A, Representative recordings of hERG1a, hERG1b and hERG1a/b channels expressed in HEK293 cells are shown. Currents were recorded using the protocol depicted in the inset. Only currents recorded during the ramp are shown. For comparison, currents were normalized to the maximum peak current during the ramp and plotted against the command voltage. The dotted lines indicate the potential where the currents peaked (‘peak potential’) and are also used to indicate the expressed channels. B, Summary data of the variation in ‘peak potential’. For comparison, the peak amplitude was normalized to an estimate of the number of channels (N) and plotted as a function of the ‘peak potential’.

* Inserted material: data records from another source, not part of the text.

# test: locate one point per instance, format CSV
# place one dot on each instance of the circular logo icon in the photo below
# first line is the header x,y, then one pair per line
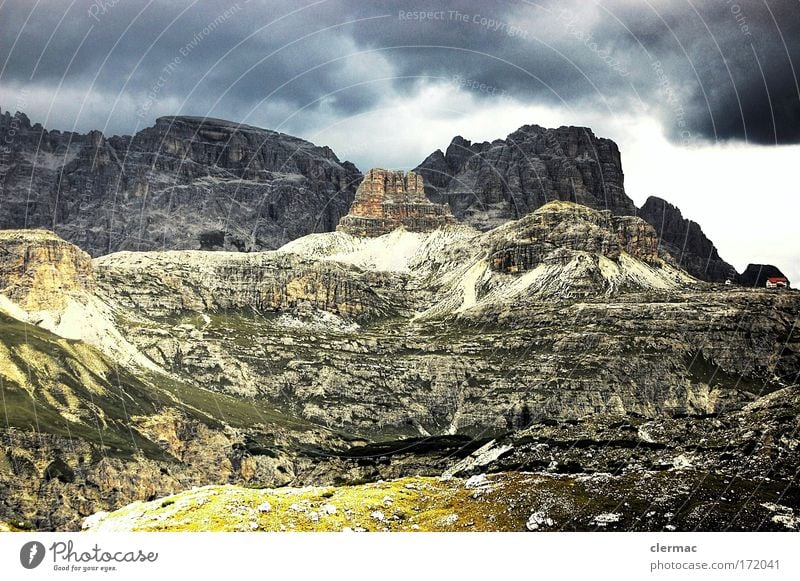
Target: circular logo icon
x,y
31,554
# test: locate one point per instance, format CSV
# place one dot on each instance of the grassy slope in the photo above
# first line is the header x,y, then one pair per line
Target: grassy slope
x,y
67,388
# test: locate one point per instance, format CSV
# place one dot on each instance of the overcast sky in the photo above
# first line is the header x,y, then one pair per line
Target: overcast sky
x,y
702,96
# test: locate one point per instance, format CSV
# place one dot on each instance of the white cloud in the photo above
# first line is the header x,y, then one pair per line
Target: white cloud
x,y
741,195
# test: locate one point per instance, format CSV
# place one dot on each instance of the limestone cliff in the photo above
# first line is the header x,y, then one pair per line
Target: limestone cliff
x,y
340,359
486,184
386,200
686,242
39,270
186,182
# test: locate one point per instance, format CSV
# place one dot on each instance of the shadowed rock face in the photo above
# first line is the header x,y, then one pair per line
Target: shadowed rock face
x,y
487,184
185,183
686,242
387,200
38,269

https://doi.org/10.1371/journal.pone.0009021.g002

To verify the relationship between ‘peak potential’ and relative abundance of hERG1b we repeated the experiment in X. laevis oocytes. In the oocyte expression system, cRNA is injected directly into the oocytes and hence, the relative amounts of cRNA can be controlled very precisely. In figure 3A currents recorded from oocytes injected with different ratios of hERG1a and hERG1b (indicated as % of hERG1b abundance) are shown. The voltage protocol and normalization of data are identical to what is described above for figure 2A. The data show that as the relative abundance of hERG1b was increased, the ‘peak potential’ was gradually shifted towards more depolarized potentials, demonstrating that there was indeed a very good correlation between the ‘peak potential’ and the relative abundance of hERG1b. The results of the oocyte experiments are summarized in figure 3B. The ‘peak potentials’ were −42.6±1.1 mV (hERG1a; 0% hERG1b), −32.3±0.8 mV (20% hERG1b), −25.4±1.1 mV (40% hERG1b), −21.2±1.6 mV (60% hERG1b), −17.8±1.3 (80% hERG1b) and −13.8±0.6 mV (100% hERG1b) (P<0.05 for all comparisons except for 60% vs. 80% hERG1b and 80% vs. 100% hERG1b). When normalized to N there was no significant variation in the peak amplitude. The values were 1.17±0.03 (hERG1a; 0% hERG1b), 1.16±0.02 (20% hERG1b), 1.21±0.03 (40% hERG1b), 1.27±0.05 (60% hERG1b), 1.29±0.04 (80% hERG1b) and 1.27±0.03 (100% hERG1b).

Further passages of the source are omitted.